5) Being a PhD student in general means constantly going back and forth between hope and despair. You read dense, abstruse books and maybe they make it into the footnotes of a paper. Are there truly original ideas anymore? What can you write that has not been written about before? And if you write it, will anyone read it? The average academic journal article is read by 1.5 people once it is published (again, not sure where the .5 comes from. Maybe one person fell asleep halfway through).
“O God, Thy sea is so great, and my boat is so small.” – Winfred Ernest Garrison
6) Because of all this, the only way you make it through with joy as a PhD student in Theology is if you are, in some sense, called to it. Certain questions have gripped your imagination, and you are willing to spend months sifting through mountains of material, being constantly humbled by how much you don’t know, in search of better answers, or at least better questions. Hope wins over despair if you believe that God’s calling to study is not a guarantee of success but is at least the promise that your character will be challenged and formed in the crucible of academic contemplation. Very few are truly called to this; even fewer pastors should seek PhDs. But some are called to do this, and for those who are, no hour of study is wasted. When offered to the Lord, it is holy, it is worship.

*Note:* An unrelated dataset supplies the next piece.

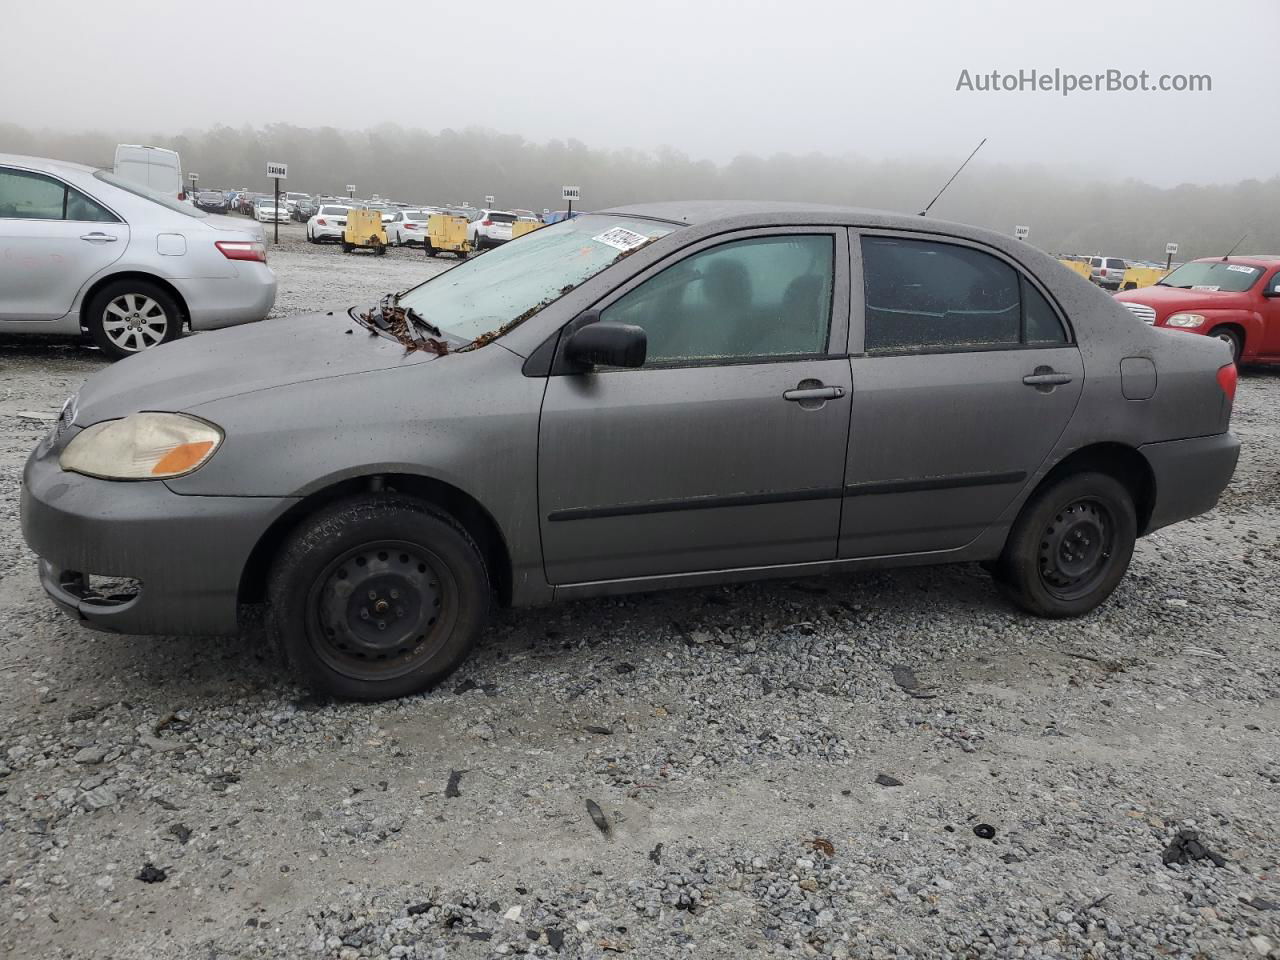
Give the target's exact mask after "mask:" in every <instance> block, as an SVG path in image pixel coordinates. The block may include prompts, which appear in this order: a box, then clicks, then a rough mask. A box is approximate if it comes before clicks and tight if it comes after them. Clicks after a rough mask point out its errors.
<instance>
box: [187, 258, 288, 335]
mask: <svg viewBox="0 0 1280 960" xmlns="http://www.w3.org/2000/svg"><path fill="white" fill-rule="evenodd" d="M172 283H173V285H174V287H177V288H178V292H179V293H180V294H182V298H183V301H184V302H186V305H187V312H188V314H189V315H191V329H192V330H216V329H219V328H221V326H234V325H236V324H250V323H253V321H255V320H261V319H262V317H265V316H266V315H268V314H269V312H271V307H273V306H274V305H275V273H274V271H273V270H271V268H269V266H268V265H266V264H256V262H252V261H250V260H239V261H237V262H236V276H230V278H224V279H188V280H173V282H172Z"/></svg>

7) Thus, all of the above notwithstanding, being a PhD student in Theology can be an exhilarating, joyful, and grace-filled endeavor. Not just because of the occasional funded, completely over-the-top trips to Europe (though it has been amazing). It is because there are moments of such profound humility, moments of unexpected illumination, moments of un-looked-for awe, moments of deep gratitude when you realize that you have been afforded a once-in-a-lifetime opportunity to think and wrestle and then maybe to teach the Church that Jesus loved and gave his life for.
And so I will go back to my books
Back to the places where rumors of You abound
My books like small boats that launch out onto the ocean of your immensity
(the boats are so small)
But they may float, and I will row like Reepicheep in his coracle
Paddling towards I know not what,
I pick up the pen and pray
that you will take my paper bills and give me gold.
* For nerd-types: A good working definition of culture is “what humans make of God’s creation” (Dyrness). What culture actually means for my research is something like, “the imaginative universe that people inhabit on a pre-theoretical level, focusing on the conditions of belief prior to the beliefs themselves.” The Theology and Culture concentration is engaged in understanding the meaning making taking place in the surrounding culture, discerning the presence and work of God, and learning how to articulate the gospel in an intelligible way. As my mentor says, no culture is so fallen that the Gospel cannot be spoken on its own terms. I have colleagues working on Theology and Fashion, Theology and Literature, Theology and Film, Theology and Work, Theology and the Visual Arts, Theology and Kitsch, Theology and Sport. I’m working on Theology and the Imagination. Because I’m meta like that.